Jesus responde apontando para os sinais: cegos veem, os coxos andam, os leprosos são curados, os surdos ouvem, os mortos são ressuscitados, e os pobres recebem o evangelho.

Tudo conforme Isaías havia dito que aconteceria quando o Messias viesse.

Em outras palavras: “Está acontecendo, João. O Reino está avançando. Mas Deus decide quem, quando e como. Deixe Deus ser Deus. E felizes são aqueles que não abandonam a sua fé em mim!

Bem-aventurado quem confia mesmo quando não entende. Quem espera mesmo quando tem perguntas. Quem abre mão do controle e descansa na promessa.

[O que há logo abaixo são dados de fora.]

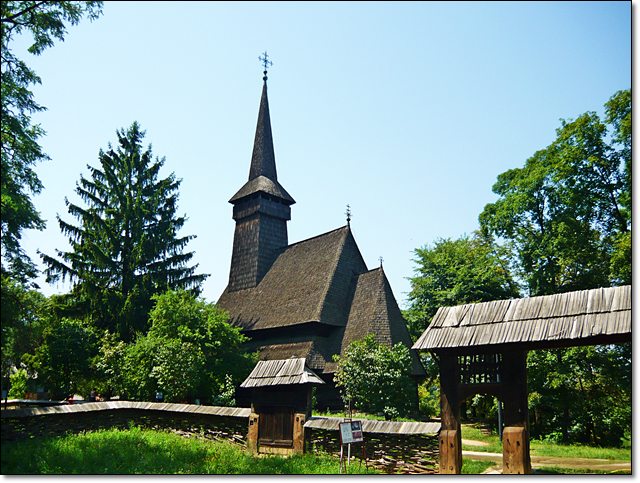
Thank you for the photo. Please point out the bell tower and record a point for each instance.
(261, 208)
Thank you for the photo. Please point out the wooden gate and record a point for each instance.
(276, 427)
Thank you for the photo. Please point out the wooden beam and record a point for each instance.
(450, 436)
(515, 438)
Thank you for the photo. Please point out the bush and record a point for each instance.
(18, 381)
(376, 378)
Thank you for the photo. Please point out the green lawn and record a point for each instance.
(140, 451)
(543, 448)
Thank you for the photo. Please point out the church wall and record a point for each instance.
(260, 234)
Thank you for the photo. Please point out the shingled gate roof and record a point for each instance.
(281, 372)
(601, 315)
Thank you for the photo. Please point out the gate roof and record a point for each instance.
(585, 317)
(281, 372)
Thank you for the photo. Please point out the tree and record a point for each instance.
(63, 362)
(22, 321)
(452, 272)
(126, 246)
(190, 352)
(581, 394)
(376, 378)
(20, 149)
(566, 214)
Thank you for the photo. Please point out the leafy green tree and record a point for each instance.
(581, 394)
(126, 246)
(63, 361)
(566, 214)
(452, 272)
(18, 384)
(190, 352)
(376, 378)
(23, 316)
(46, 22)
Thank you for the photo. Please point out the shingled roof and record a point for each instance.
(601, 315)
(374, 310)
(281, 372)
(308, 282)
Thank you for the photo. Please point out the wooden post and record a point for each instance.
(298, 432)
(252, 434)
(516, 457)
(450, 435)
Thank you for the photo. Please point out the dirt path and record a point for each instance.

E, depois de responder a João, Jesus o elogia. Fala de sua grandeza. Ou seja: João não está sofrendo porque fez algo errado. Não está sendo punido enquanto outros são curados. Pelo contrário: de todos os homens que já nasceram, João Batista é o maior, declara Jesus.

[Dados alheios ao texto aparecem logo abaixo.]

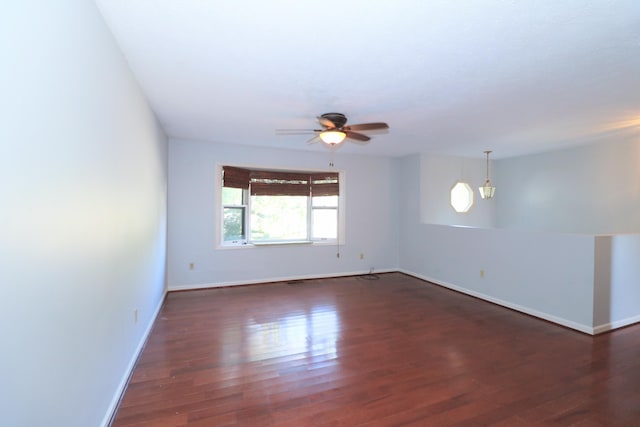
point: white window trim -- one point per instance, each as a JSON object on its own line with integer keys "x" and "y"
{"x": 341, "y": 240}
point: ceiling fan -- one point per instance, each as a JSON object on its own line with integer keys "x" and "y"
{"x": 335, "y": 130}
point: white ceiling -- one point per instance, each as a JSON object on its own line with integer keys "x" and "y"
{"x": 449, "y": 77}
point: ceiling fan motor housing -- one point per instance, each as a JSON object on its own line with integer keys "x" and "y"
{"x": 338, "y": 119}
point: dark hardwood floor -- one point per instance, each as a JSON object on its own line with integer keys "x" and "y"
{"x": 393, "y": 351}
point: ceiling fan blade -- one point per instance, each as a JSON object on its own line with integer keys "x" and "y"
{"x": 326, "y": 122}
{"x": 368, "y": 126}
{"x": 357, "y": 136}
{"x": 296, "y": 131}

Aqui aprendemos algo precioso: não podemos medir o favor de Deus pelas aparências externas. Qualquer tentativa de fazer isso é querer retomar o controle. E isso não nos pertence.

Paciência: o caminho do Reino

Tiago ecoa o mesmo chamado: “Sejam pacientes até a vinda do Senhor.”

Há dois caminhos diante de nós:

  1. O caminho da paciência, que é o caminho da fé e da confiança;
  2. O caminho da incredulidade, que tenta controlar tudo, manipular Deus, moldá-lo aos nossos desejos.

O segundo caminho é sedutor. Fala ao nosso coração pecador que quer mandar e decidir. Mas é o caminho da idolatria — colocar o próprio “eu” no trono que pertence ao Senhor.

Por isso nossa oração precisa ser a daquele pai em Marcos 9: “Eu creio! Ajuda-me na minha falta de fé!”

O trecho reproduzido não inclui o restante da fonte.